The title might not be clear enough because I don’t know how to define my questions actually.
I understand Pthread is a thread library meeting POSIX standard (about POSIX, see wikipedia: http://en.wikipedia.org/wiki/Posix). It is available in Unix-like OS.
About thread, I read that there are three different models:
User level thread: the kernel does not know it. User himself creates/implements/destroy threads.
Kernel level thread: kernel directly supports multiple threads of control in a process.
Light weight process(LWP): scheduled by kernel but can be bounded with user threads.
Did you see my confusion? When I call pthread_create() to create a thread, did I create a user level thread? I guess so. So can I say, Pthread offers a user level solution for threads? It can not manipulate kernel/LWP?
Yes. Actually, "Pthreads" stands for "Posix threads":
http://en.wikipedia.org/wiki/Pthreads
Actually, it’s available for many different OSs … including Windows, MacOS … and, of course, Linux, BSD and Solaris.
Now you’re getting fuzzy. "Threads" is a very generic term. There are many, many different models. And many, many different ways you can characterize and/or implement "threads". Including stuff like the Java threading model, or the Ada threading model.
Yes: Just about everything you do in user space is "protected" in your own, private "user space".
No. The kernel knows everything 🙂
Yes, there is such a thing as "kernel threads".
And, as it happens, Linux makes EXTENSIVE use of kernel threads. For example, every single process in a Linux system is a "kernel thread". And every user-created pthread is ALSO implemented as a new "kernel thread". As are "worker threads" (which are completely invisible to any user-level process).

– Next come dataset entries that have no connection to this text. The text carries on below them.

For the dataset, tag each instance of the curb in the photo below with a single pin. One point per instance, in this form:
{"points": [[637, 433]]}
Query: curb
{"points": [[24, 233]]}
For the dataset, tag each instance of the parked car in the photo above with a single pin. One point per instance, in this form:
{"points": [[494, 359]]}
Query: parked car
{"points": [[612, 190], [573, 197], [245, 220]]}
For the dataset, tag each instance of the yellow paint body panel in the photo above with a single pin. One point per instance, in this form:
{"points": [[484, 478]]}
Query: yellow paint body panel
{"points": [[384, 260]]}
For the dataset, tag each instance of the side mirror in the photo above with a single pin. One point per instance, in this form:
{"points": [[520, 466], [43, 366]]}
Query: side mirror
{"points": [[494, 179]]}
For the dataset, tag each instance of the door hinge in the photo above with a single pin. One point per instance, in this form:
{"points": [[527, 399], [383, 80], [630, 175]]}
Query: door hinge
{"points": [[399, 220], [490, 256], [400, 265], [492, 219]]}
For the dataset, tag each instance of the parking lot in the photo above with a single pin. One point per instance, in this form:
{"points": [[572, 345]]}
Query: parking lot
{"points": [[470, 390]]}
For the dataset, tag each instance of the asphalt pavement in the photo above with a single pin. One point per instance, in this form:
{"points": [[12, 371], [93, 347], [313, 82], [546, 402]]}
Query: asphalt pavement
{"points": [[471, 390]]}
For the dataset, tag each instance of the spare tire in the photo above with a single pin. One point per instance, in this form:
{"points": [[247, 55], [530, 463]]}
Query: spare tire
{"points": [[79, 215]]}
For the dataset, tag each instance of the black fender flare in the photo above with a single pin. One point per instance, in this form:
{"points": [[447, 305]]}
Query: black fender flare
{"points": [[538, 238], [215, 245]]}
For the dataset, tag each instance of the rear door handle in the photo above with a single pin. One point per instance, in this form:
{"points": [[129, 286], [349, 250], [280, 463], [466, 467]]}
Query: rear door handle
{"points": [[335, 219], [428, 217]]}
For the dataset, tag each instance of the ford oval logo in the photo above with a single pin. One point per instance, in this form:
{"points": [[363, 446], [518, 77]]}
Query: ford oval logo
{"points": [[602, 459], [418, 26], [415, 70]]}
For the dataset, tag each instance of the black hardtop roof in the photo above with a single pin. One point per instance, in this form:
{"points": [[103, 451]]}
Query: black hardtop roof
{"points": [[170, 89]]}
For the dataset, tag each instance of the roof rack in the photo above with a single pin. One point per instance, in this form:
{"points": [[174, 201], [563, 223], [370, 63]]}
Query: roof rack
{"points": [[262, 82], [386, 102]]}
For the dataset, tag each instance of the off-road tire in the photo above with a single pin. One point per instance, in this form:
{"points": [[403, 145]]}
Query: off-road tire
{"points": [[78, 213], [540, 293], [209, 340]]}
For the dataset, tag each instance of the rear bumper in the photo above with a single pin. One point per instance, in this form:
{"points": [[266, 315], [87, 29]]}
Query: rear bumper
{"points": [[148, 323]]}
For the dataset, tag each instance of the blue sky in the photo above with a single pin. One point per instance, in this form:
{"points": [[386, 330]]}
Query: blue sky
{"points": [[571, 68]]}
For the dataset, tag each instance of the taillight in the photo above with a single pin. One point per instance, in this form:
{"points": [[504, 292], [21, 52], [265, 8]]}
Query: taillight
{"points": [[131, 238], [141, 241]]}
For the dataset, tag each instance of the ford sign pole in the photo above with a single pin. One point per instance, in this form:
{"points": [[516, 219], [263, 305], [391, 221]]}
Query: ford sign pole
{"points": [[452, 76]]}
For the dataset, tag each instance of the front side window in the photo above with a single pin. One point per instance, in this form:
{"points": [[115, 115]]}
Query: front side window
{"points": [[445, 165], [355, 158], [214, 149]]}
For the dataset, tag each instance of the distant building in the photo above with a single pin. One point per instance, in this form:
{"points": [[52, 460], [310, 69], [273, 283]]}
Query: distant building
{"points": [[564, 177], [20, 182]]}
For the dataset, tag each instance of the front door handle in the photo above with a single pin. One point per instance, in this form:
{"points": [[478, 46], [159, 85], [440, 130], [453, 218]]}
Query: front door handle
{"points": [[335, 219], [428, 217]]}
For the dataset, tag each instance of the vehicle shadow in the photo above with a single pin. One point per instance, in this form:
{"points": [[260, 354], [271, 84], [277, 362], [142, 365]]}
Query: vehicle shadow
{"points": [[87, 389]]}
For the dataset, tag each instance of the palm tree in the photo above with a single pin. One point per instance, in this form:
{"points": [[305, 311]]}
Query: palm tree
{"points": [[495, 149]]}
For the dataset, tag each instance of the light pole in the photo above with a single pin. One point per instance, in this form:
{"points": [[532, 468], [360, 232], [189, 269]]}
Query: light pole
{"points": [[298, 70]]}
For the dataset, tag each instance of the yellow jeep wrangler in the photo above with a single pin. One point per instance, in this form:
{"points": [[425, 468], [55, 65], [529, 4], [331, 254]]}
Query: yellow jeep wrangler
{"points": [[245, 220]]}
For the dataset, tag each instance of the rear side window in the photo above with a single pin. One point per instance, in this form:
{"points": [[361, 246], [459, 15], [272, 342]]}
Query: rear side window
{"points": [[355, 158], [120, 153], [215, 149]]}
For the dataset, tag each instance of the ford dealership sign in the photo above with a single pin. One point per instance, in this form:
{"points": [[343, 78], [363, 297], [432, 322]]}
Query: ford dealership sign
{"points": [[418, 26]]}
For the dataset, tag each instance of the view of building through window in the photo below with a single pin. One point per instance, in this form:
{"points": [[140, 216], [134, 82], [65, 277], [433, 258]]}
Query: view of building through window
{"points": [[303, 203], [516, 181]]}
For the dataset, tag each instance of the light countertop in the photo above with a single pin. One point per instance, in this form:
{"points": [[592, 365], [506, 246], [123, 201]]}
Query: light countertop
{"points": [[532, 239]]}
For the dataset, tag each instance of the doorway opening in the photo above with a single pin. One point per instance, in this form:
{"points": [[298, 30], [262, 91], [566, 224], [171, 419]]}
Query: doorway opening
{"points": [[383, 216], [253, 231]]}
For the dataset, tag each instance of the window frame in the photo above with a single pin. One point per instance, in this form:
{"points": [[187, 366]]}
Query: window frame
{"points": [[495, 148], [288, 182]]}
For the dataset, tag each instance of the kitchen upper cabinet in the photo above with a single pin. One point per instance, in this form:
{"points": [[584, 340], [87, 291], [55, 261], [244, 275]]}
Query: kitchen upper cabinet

But this is an advanced topic you do NOT need to understand in order to effectively use pthreads. Here’s a great book that discussed this – and many other topics – in detail:
Linux Kernel Development, Robert Love
Remember: "Pthreads" is an interface. How it’s implemented depends on the platform. Linux uses kernel threads; Windows uses Win32 threads, etc.
Addendum
Since people still seem to be hitting this old thread, I thought it would be useful to reference this post:
"Pthreads" is a library, based on the Posix standard. How a pthreads library is implemented will differ from platform to platform and library to library.